Getting cagey about CO2

Petroleum engineers are developing technology designed to remove a potential obstacle to under-sea storage of carbon dioxide emissions.

Carbon capture and storage were high on the agenda in last week’s Budget when Gordon Brown launched a consultation process to identify barriers to its widespread use. Prof Bahman Tohidi and his team at Heriot Watt University’s Institute of Petroleum Engineering believe a natural physical process could solve the problem of CO2 leakage after it has been buried.

Instead of allowing CO2 emissions from power stations to escape to the atmosphere, it has been suggested they could be trapped and delivered by pipeline to a suitable underground storage site, such as an exhausted oil or gas field beneath the sea. However, if the cap rock holding the CO2 leaked, this would pose a problem: the escaping gas would make the sea more acidic, raising the threat of an environmental disaster.

Tohidi believes that, if the conditions were right, any leaking CO2 could form hydrates with the water, blocking the gaps between particles in the sediment and providing a secondary seal. ‘Even if the cap rock breaks, this would prevent the CO2 escaping into the ocean,’ he said. ‘It would provide security, and reduce worries about changing the ecology of the ocean.’

Hydrates are a combination of water and gas molecules. The hydrogen bonds in water hold the molecules together in ‘cages’, with empty cavities between them that gas molecules fit into. The attractive forces between the gas and water molecules can stabilise the cage structure, causing ice to be formed at a higher temperature than usual.

If the molecules are quite large and round, such as in cyclopentane or tetrahydrofuran, then the ice forms at room temperature. Smaller molecules, as in CO2 and methane, need higher pressure for the hydrates to form at ambient temperatures. The bottom of the ocean provides perfect conditions for CO2 hydrate formation. At a typical seabed temperature of 4oC, they form at a pressure of 20 atmospheres, equivalent to a depth of 200m. In the seabed the hydrates can fill the cavities between the sediment, reducing permeability and preventing escape.

‘We have designed a cylindrical cell with two sections, where the lower part is warmer than the upper,’ Tohidi explained. ‘This is similar to the sediments on the seabed, because they get warmer as you go deeper — a rise of 3oC for every 100m. We will inject CO2 at the base, and monitor it as it moves up the cell with a series of sensors that measure resistivity.

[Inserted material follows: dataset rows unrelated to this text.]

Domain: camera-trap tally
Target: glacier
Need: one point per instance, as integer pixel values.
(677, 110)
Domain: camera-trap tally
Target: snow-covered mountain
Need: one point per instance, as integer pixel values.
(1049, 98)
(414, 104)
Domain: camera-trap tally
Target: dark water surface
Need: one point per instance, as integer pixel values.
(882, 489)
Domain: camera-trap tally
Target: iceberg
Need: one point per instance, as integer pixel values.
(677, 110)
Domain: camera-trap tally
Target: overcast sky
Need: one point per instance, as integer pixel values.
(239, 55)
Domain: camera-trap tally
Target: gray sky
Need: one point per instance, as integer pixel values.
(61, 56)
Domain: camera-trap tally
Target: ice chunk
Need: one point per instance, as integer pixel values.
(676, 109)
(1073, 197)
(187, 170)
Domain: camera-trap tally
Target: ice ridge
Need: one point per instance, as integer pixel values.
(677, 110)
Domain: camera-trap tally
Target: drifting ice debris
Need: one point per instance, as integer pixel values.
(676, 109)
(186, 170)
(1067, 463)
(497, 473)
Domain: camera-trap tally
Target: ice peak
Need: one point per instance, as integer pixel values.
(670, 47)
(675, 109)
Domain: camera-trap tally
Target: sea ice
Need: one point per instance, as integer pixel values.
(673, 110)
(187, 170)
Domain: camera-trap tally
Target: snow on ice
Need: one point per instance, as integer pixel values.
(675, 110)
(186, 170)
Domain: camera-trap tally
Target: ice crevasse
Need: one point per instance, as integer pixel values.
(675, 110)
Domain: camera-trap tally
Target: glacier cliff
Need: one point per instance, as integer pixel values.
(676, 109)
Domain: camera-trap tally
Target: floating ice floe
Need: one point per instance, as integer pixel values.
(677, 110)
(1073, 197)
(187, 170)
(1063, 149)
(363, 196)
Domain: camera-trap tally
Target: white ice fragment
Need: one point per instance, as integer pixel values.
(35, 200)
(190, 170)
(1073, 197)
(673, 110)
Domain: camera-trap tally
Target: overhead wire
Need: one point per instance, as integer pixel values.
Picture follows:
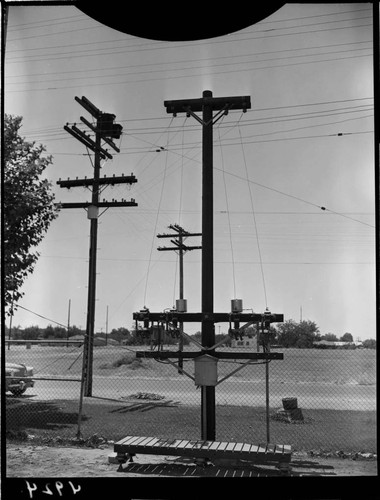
(228, 214)
(254, 221)
(127, 82)
(156, 221)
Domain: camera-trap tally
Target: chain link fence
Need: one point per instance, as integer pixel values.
(313, 399)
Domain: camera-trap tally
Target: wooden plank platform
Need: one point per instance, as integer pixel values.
(270, 454)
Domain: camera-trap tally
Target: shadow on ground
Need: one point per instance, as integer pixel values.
(22, 413)
(300, 468)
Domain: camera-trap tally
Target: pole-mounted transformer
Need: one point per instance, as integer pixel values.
(107, 127)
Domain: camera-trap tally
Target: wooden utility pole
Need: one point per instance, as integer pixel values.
(105, 130)
(181, 248)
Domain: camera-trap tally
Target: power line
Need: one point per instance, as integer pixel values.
(146, 80)
(254, 222)
(320, 103)
(231, 39)
(297, 198)
(235, 63)
(228, 216)
(44, 317)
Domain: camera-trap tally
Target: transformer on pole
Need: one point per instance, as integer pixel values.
(105, 130)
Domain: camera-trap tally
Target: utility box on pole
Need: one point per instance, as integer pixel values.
(206, 370)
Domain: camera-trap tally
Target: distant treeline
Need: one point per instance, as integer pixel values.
(289, 334)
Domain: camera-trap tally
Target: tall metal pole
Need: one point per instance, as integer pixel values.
(208, 329)
(68, 324)
(90, 326)
(106, 325)
(180, 346)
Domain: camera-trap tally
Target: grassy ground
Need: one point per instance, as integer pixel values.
(110, 420)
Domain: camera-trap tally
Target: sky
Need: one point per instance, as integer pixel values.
(307, 142)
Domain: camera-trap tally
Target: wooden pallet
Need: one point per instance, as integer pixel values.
(269, 454)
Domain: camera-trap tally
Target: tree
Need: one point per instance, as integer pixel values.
(28, 207)
(300, 335)
(347, 337)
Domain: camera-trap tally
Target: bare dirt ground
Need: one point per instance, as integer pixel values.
(44, 461)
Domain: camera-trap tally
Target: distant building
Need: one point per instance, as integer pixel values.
(331, 344)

‘This way we will be able to look at hydrates forming, and sample the fluid at the top to see if CO2 is coming out. At the moment we are relying on the cap rock to keep the CO2 in. We hope to show that if the water is sufficiently deep there will be a secondary seal.’

First results are expected within three months. They should also help to establish what conditions are required for sites to store CO2, and provide a method of monitoring for leakages.

A supplementary objective of the project is to look at methane hydrates. These exist in huge quantities underground — particularly in the coastal shelf — and some estimates put the figure at twice the amount of fossil fuels. Various projects are underway in, for example, Japan and the US, to investigate extracting gas from these reservoirs because of worries about the security of the fuel supply.

CO2 could be used as a safe way to extract the methane. As CO2 hydrates are more thermodynamically stable than methane hydrates it should, in theory, be possible to inject CO2 into the reservoir, where it displaces the methane in the hydrate structure.

‘Several techniques have been proposed for removing the methane, but they all require it to dissociate into methane gas and water, thus replacing a solid with two fluids,’ Tohidi said. ‘As the methane hydrate is usually found in sediments, the sediment would be expected to subside. I’m not sure this is very safe — you might get a gas leak, or it could even destabilise the sea floor. If we can replace the methane with CO2, then it should be a safer way of producing methane.’

Another thought is that hydrates themselves could be used for CO2 storage. Although the ratio between water and CO2 in the hydrate is only around 6:1, in practice this means one volume of hydrate is formed from 176 volumes of gas. ‘The methane hydrate deposits have been stable for thousands of years, so why can’t the CO2 hydrates be similarly stable?’ said Tohidi.

‘If we could prove CO2 hydrate is stable, it could be used as a sink for CO2 storage in itself. The places that generate CO2 are not necessarily close to reservoirs where it could be stored, so the more places you can store it, the better.’